- Risk tones stay more cautious in European morning trade
- ECB’s Vujčić: Core inflation pressures remain in the euro area
- Germany May PPI -1.4% vs -0.7% m/m expected
- Eurozone April current account balance €4.0 billion vs €31.2 billion prior
- HSBC slashes China 2023 GDP forecast to 5.3% from 6.3% previously
- Citi cuts its China GDP forecast for 2023 to 5.5%, from 6.1%
- ForexLive Asia-Pacific FX news wrap: The PBOC cut rates, as expected
Markets:
- JPY leads, AUD lags on the day
- European equities mostly lower; S&P 500 futures down 0.4%
- US 10-year yields down 0.4 bps to 3.765%
- Gold flat at $1,950.43
- WTI crude flat at $71.75
- Bitcoin up 0.3% to $26,795
It looks like European traders are waiting on Wall Street before firming up any market moves but it was a session where risk tones remained on the defensive.

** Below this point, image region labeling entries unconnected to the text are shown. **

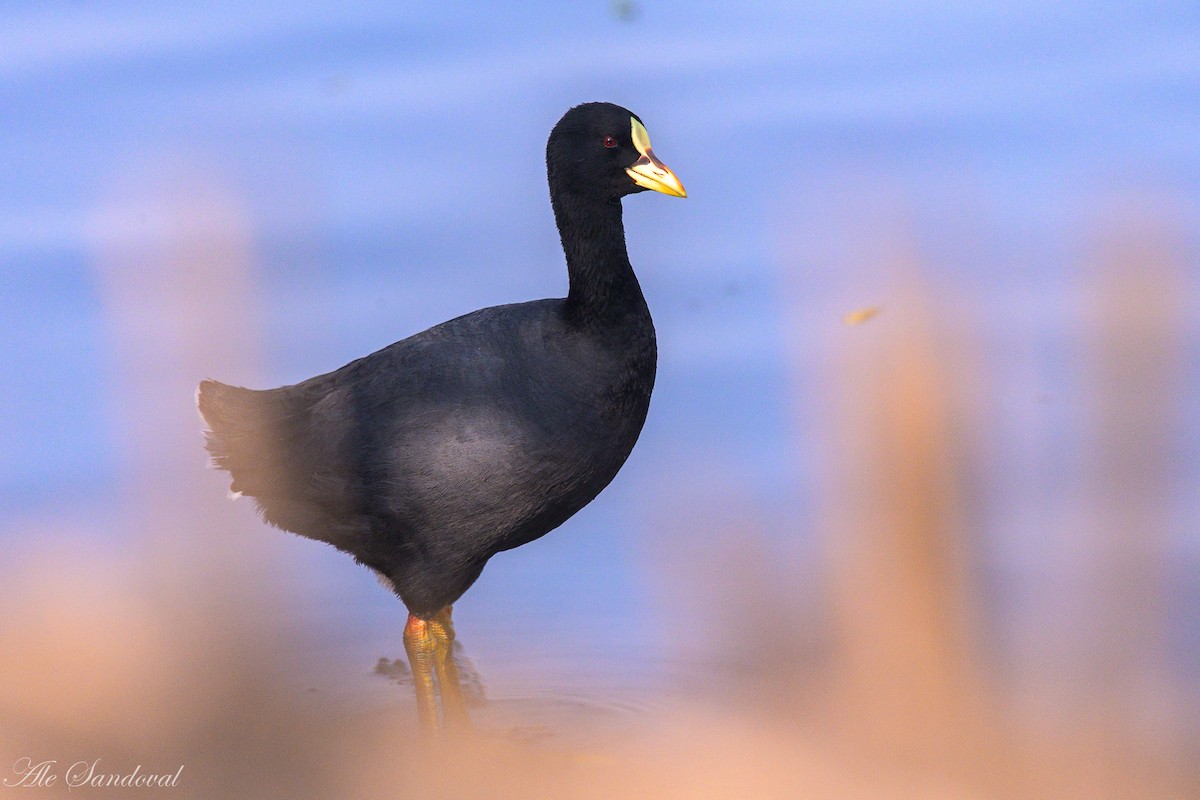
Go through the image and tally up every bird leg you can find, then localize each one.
[404,606,467,733]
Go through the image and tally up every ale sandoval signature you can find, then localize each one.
[4,758,184,789]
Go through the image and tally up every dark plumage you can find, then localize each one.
[198,103,683,619]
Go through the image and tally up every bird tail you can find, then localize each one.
[196,380,286,497]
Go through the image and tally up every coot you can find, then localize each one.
[197,103,686,714]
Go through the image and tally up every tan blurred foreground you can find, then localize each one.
[0,178,1200,800]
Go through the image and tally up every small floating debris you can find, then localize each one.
[841,306,883,325]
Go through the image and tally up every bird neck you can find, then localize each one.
[551,192,646,311]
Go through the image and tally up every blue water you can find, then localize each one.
[0,0,1200,714]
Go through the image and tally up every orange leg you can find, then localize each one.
[404,606,467,733]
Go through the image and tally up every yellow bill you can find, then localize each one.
[625,119,688,197]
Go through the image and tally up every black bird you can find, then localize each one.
[197,103,686,718]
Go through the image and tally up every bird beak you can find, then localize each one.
[625,119,688,197]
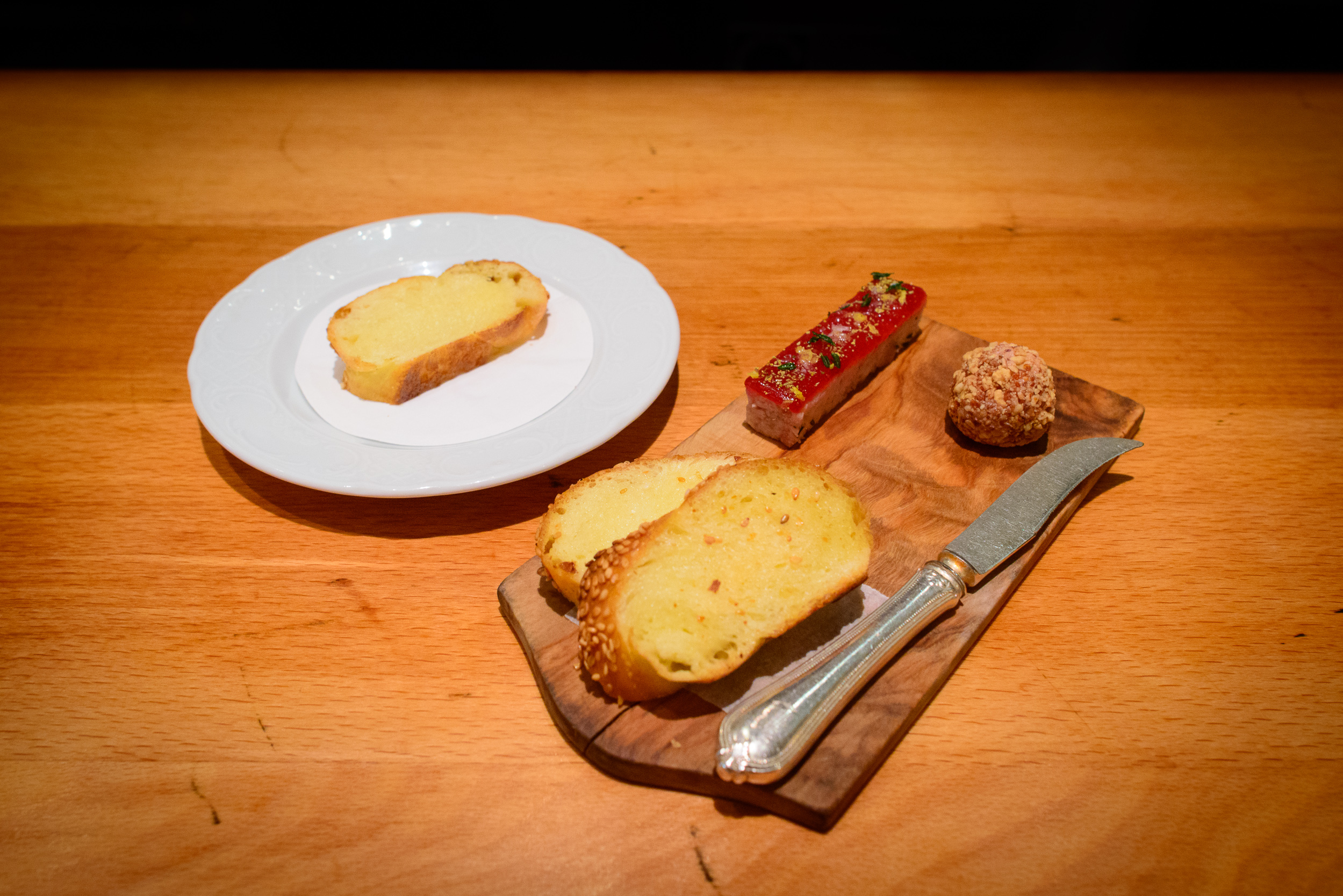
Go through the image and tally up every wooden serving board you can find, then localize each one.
[498,322,1143,830]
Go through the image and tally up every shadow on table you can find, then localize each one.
[200,367,681,539]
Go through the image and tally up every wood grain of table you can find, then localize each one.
[0,73,1343,893]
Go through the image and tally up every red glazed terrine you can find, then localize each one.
[746,273,928,447]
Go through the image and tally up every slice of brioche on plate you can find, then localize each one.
[536,451,745,603]
[579,458,872,703]
[326,261,551,404]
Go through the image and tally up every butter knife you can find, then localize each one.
[717,438,1143,784]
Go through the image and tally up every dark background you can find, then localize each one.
[0,0,1343,71]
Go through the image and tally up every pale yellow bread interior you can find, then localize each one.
[579,458,872,701]
[326,261,549,404]
[536,453,744,603]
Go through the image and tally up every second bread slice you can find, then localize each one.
[579,458,872,701]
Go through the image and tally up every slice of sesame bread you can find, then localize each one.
[536,453,745,603]
[326,261,549,404]
[579,458,872,701]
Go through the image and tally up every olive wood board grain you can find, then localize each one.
[498,321,1143,830]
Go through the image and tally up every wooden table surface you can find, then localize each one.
[0,73,1343,894]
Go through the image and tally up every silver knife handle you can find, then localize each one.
[717,563,966,784]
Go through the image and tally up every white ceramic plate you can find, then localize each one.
[186,214,681,497]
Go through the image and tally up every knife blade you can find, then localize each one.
[717,438,1143,784]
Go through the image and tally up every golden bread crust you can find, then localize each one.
[578,458,872,703]
[536,451,748,603]
[326,259,549,404]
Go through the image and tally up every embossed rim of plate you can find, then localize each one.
[186,212,681,497]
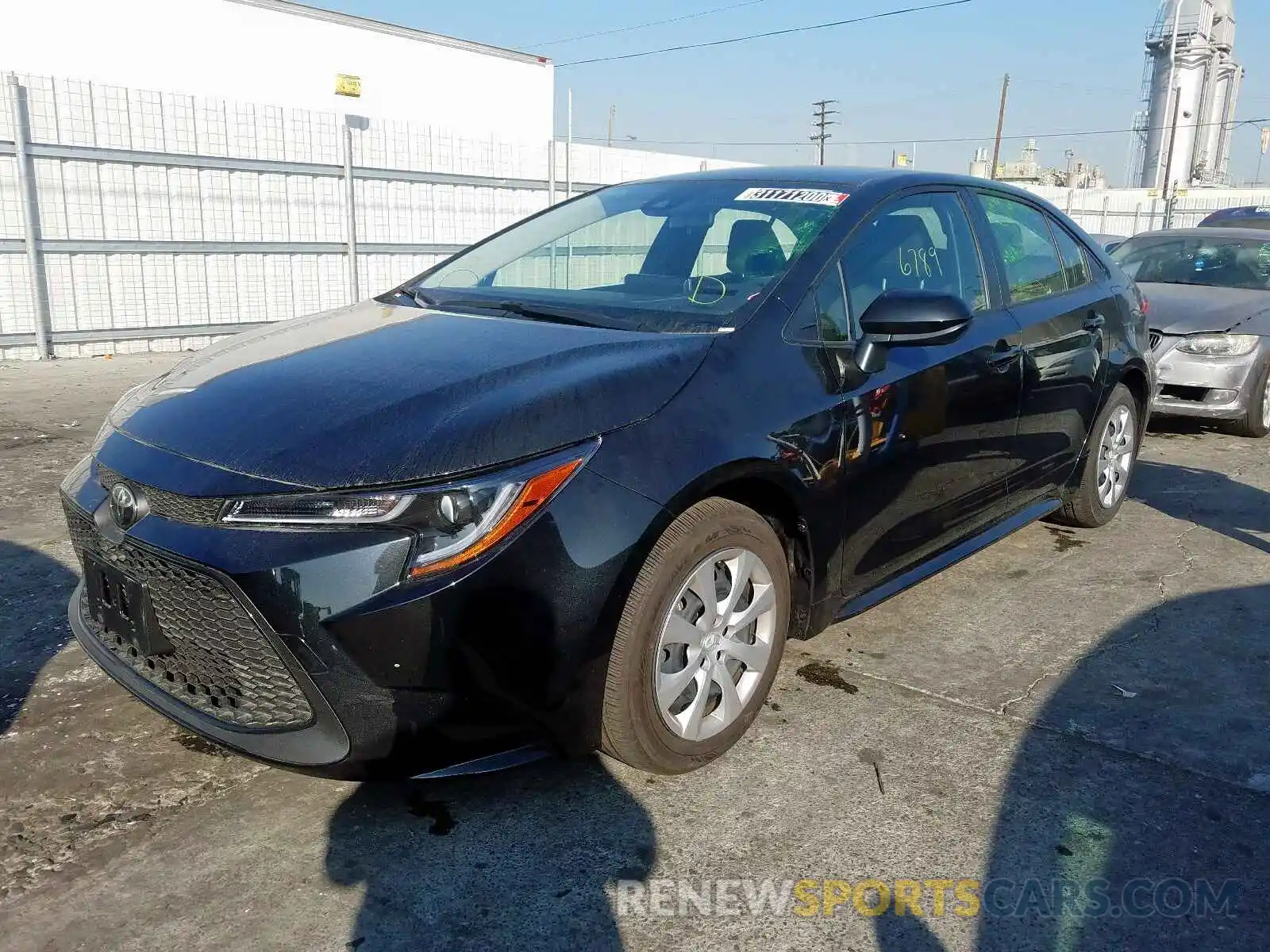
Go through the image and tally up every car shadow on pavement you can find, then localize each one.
[326,757,656,952]
[1129,459,1270,554]
[874,585,1270,952]
[0,539,79,734]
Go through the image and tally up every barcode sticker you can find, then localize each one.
[735,188,849,207]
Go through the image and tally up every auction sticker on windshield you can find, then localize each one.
[737,188,849,207]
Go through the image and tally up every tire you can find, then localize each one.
[601,497,790,773]
[1230,360,1270,440]
[1053,383,1141,529]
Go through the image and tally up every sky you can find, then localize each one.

China’s rate cuts were greeted with disappointment in Europe, as equities are looking fairly sluggish and kept that way throughout the session. That is pinning the antipodeans lower, with the aussie leading losses in the major currencies space.
AUD/USD was already down to 0.6800 in Asia before extending that drop to 0.6785 – now down 0.9% on the day. The aussie’s plight is not helped by the softer risk mood, a weaker yuan, and some mixed language in the RBA minutes earlier.
The US dollar traded more mixed, keeping relatively steady against the euro while holding a light advance against the pound. But the yen is recovering from last week’s plunge a little, with USD/JPY falling today from 142.00 to 141.40 as Treasury yields also retreat after an early advance.
That might be a sign that we are seeing some risk aversion and perhaps some rotation from stocks to bonds ahead of month-end and quarter-end.